British Columbia

The District of Mission wants to become a city, but does it mean anything?

What's the technical difference in B.C. between a city, district or town? So long as it's incorporated, absolutely nothing.

It won't change any laws or responsibilities, but mayor says a rebrand is important to attract business

The main commercial area of Mission, which has a population of about 40,000 people, is dominated by small businesses in two-storey buildings. (Christian Amundson/CBC)

What's the technical difference in B.C. between a city, district or town? 

So long as it's incorporated, absolutely nothing: the laws and responsibilities that govern municipalities in B.C. are the same no matter what they're called.

But that hasn't stopped some people from worrying in Mission, which is going through a process that could end with it transforming from a "district municipality" to a "city."

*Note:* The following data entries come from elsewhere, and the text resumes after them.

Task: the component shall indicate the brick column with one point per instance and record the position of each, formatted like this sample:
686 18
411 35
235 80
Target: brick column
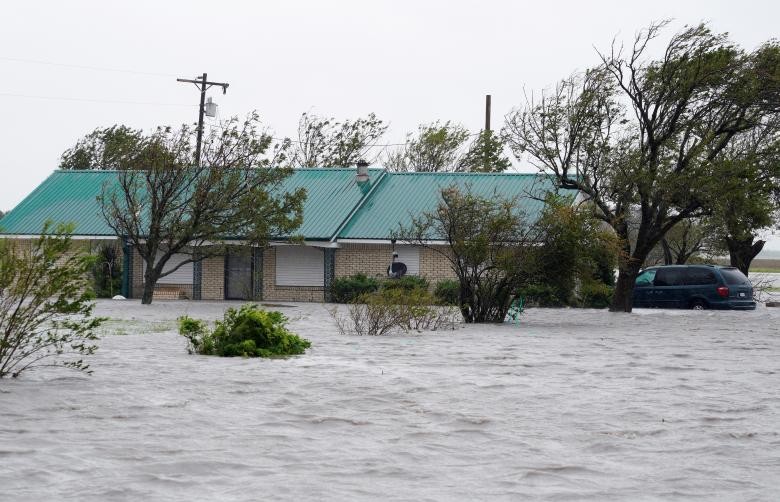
197 276
257 273
330 272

"It's very hard for people to actually understand," said Mission Mayor Pam Alexis, who says a name change would raise the Fraser Valley municipality's visibility.

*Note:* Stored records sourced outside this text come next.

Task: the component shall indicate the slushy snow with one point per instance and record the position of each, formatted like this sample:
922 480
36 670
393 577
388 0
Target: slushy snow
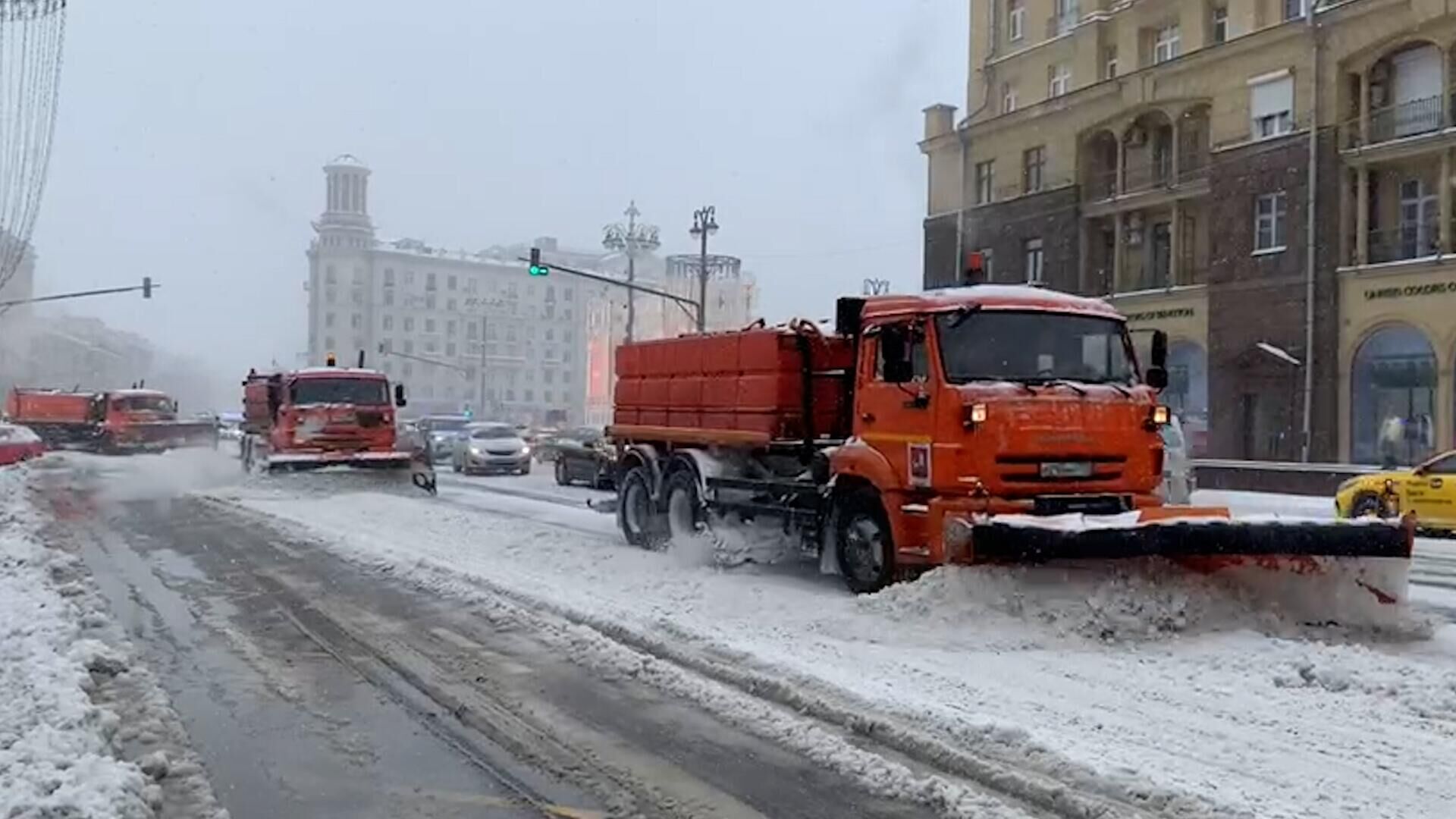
55 746
1147 689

"They want tangible benefits. They want me to list the ten things that are going to change. I'm like 'I can't do that for you.' It's about how we're perceived." 

No consistent definition

Presently, when a new population centre in B.C. becomes a municipality, it is classified based on population. For example, if a municipality's population is less than 2,500 it's a village. A town is between 2,500 and 5,000. A city is a muncipality with more than 5,000.

And a district municipality is larger than 800 hectares, but has a population density of less than five people per hectare.

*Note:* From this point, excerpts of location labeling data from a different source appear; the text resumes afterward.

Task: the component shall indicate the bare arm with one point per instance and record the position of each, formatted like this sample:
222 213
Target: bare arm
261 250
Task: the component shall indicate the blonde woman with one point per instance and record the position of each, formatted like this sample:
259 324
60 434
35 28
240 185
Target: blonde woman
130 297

But definitions have changed over the years, and classifications don't automatically change when populations rise or drop.

It's how Greenwood, B.C., with just 665 people, can continue to be one of the province's 51 cities, over a century after they incorporated during a mining boom in the area. And it's why Mission continues to be a district municipality, despite a population over 38,000. 

"The word district really implies that we're not ready. And we are ready," said Alexis.

"And it's time now for us to have the same opportunities that our neighbours have."

Mission Mayor Pam Alexis says the city needs to create more jobs so more of its population spends time in the district. (Christian Amundson)

Majority of residents commute

As of the 2016 Census, nearly seven out of 10 Mission residents travelled to another city for work, and over a third began their commute before 7 a.m., more than nearly every other municipality in the Lower Mainland. 

Alexis has pushed a pro-growth agenda since becoming mayor last year, believing more businesses would allow Mission residents the ability to spend more time in their municipality and less time on the road. 

"It's really aimed at how people perceive us from the outside," she said.

Alexis said some people in town are against a name change because they value Mission's small-town feel outside the commercial and industrial core, but she says feeling wouldn't be affected by a reclassification.

"The ruralness of the community will not change," she said.

"There will always be aspects to Mission that will satisfy that citizen that wants that setting, that remoteness and being more isolated," Alexis added, though district staff estimate a full rebranding would cost $190,000 over the course of two years.  

"Nothing's changing there. You know we've been dealing with big-city problems for years, and so why not be calling ourselves a city?"

Doesn't happen if 10% say no

Right now, Mission is undergoing a process used in B.C. municipalities to show the province if citizens are in favour of a project by their city hall.

It's called an alternative approval process, and if 10 per cent of eligible voters sign a form stating they oppose changing to a city, the process will stop.

If voters don't, the request will go to the provincial government, which has quickly signed off on similar requests in recent years. 

"Nothing changes," said Sean McGill, city manager for Delta, B.C.'s newest city.  

It became B.C.'s 51st municipality in 2017, changing from "corporation of Delta" for many of the same reasons Mission is considering.  

"We had grown up a lot over time. So we thought we were a city, we didn't think the name reflected that, and it did generate lot of confusion," McGill said.

"Don't be afraid of what's going to change and the unknown. It's a pretty simple process and for us, it helped for the business we're in and it more closely reflects what we do."